Premierministerin Julia Gillard bezeichnet die Veröffentlichungen von Wikileaks als unverantwortlich und illegal. Außenminister Kevin Rudd beteuerte aber laut dpa, dass Assange in London alle konsularische Hilfe zu Teil werde. Rudd schob der US-Regierung Mitverantwortung für die Enthüllung Hunderttausender US-Geheimdokumente über Wikileaks zu. "Der ordentliche Schutz vertraulicher Informationen durch die Regierungen selbst muss oberste Priorität haben", sagte er in Brisbane. In den USA hätten offenbar "ein paar Millionen" Menschen Zugang zu solchen Informationen. "Das ist vielleicht ein bisschen viel", sagte Rudd.

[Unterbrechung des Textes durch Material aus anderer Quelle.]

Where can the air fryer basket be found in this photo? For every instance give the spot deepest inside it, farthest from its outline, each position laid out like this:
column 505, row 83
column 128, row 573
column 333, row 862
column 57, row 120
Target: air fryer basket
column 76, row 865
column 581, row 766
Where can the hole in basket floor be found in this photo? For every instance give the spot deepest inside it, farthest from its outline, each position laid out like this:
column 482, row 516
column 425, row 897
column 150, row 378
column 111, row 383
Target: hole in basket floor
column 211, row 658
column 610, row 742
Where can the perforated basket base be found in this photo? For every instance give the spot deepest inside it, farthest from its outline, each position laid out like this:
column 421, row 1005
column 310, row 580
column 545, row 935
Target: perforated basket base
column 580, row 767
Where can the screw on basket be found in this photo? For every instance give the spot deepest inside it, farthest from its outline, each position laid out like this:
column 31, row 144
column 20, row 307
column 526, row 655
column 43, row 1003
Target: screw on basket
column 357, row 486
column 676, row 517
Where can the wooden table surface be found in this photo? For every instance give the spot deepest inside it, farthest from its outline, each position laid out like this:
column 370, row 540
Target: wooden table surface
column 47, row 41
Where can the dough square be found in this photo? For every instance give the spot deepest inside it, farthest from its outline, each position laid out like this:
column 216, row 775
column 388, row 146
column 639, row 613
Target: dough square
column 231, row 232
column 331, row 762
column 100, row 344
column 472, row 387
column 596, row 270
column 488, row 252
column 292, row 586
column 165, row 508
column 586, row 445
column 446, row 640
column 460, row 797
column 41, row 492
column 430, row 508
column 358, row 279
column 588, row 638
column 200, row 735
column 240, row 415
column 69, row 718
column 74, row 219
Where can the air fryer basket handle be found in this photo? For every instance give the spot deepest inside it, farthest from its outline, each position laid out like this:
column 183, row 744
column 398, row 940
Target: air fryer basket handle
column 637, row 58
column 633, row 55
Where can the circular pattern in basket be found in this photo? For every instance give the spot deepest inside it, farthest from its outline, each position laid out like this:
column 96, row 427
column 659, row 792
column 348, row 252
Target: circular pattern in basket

"Wir sind die Underdogs", schrieb Assange. "Die Gillard-Regierung versucht, den Überbringer der Nachrichten abzuschießen, weil sie nicht will, dass die Wahrheit rauskommt, unter anderem über ihre eigenen diplomatischen Aktivitäten." Wikileaks sei nicht das einzige Medium, das die Depeschen veröffentliche. "Premierministerin Gillard und die US-Außenministerium Hillary Clinton haben kein einziges Wort der Kritik über die anderen verloren. Das liegt daran, dass der Guardian, die New York Times und Der Spiegel groß und alteingesessen sind, Wikileaks dagegen klein und neu."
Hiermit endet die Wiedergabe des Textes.